Russian athletes’ chances of being reinstated ahead of this year's Olympic Games in Rio de Janeiro remain bleak because they are not “devoting all the time and energy needed” to get their ban lifted, the head of the World Anti-Doping Agency (WADA) Independent Commission Richard Pound warned here today.
The Canadian, the most senior member of the International Olympic Committee (IOC), also claimed constant rebuttals from Russian politicians like Sports Minister Vitaly Mutko about the WADA Independent Commission reports are not helping the situation.
The publishing of the first WADA Independent Commission report last November led to the International Association of Athletics Federations (IAAF) suspending the All-Russia Athletic Federation (ARAF) following allegations of state-supported doping.
The Russian Anti-Doping Agency (RUSADA) was also declared non-compliant by WADA following the reports.
If the ban is not lifted, their athletes will not be able to compete at Rio 2016.
Pound, a Canadian lawyer, claimed not enough is being done by Russian officials for the IAAF to consider allowing them to return for the Games when they meet in Monte Carlo on Thursday and Friday (March 10 and 11) to discuss the situation.
It follows the screening of the third doping documentary from German broadcasters WDR/ARD, which alleged Russian athletes and coaches were ignoring the ban.
The programme by journalists Hajo Seppelt and Florian Riesewieck also uncovered accusations that a member of RUSADA giving athletes advanced notice of when they were due to be tested.
WADA said in a statement that they were “dismayed” by the claims made in the programme.
"They haven’t got to the point where they can credibly say they are fully addressing the problem,” Pound said during the Tackling Doping in Sport Conference here.
“I don’t think they are devoting all the time and energy needed [to get back].
“These political statements are only getting in the way of them securing compliance.
"There seems to be some evidence that they’re just changing deckchairs on the Titanic.
"The Russians seem to assume that the controversy will disappear and there should be no question regarding their participation in Rio.
“My guess is Russia may not make it back for Rio .
“The IAAF and WADA are not going to risk reputations further by rolling over and playing dead.
“It is a considerable hurdle - if organisations aren’t satisfied clean athletes are protected, Russia will not be in Rio.”
Pound also hinted that Independent Commission investigations may target Kenya and Ethiopia, two countries widely accused of widespread doping, adding "a lot of these countries are ripe for investigation."
Russia have continually denied the allegations levelled at them, which increased on Monday (March 7) when five-times Grand Slam champion Maria Sharapova admitted she had failed a drugs test at the Australian Open in January.
The 28-year-old tested positive for meldonium, a heart attack drug only added to the WADA banned list on January 1.
Kremlin spokesman Dmitry Peskov claimed today cases such as Sharapova’s should not be a reflection of Russian sport, insisting they are “individual athletes and individual situations”.

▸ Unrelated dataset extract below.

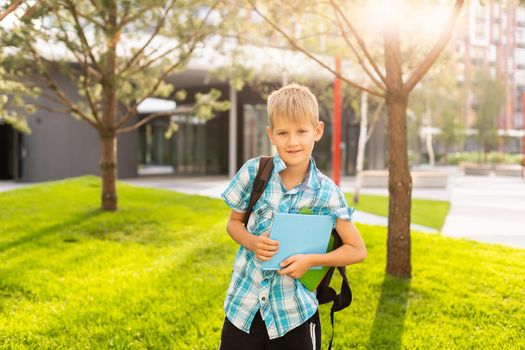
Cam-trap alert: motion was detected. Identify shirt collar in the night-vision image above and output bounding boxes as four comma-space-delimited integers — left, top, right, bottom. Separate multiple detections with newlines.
273, 153, 321, 189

He added: “We continue to insist that sports should always remain outside politics and that attempts of politicising sports, attempts to use sports as some sort of a political instrument to reach one or another goal is destructive for sports, international sports.
“It is unacceptable and unjustifiable.”
The head of the Sports Committee of the Lower House of the Russian Parliament today confirmed that they will hold a meeting on the doping scandal currently engulfing the country tomorrow.
“We will hold consults, will look at the documents that will open all the facts to us and examine them carefully,” Dmitry Svishchev told R-Sport.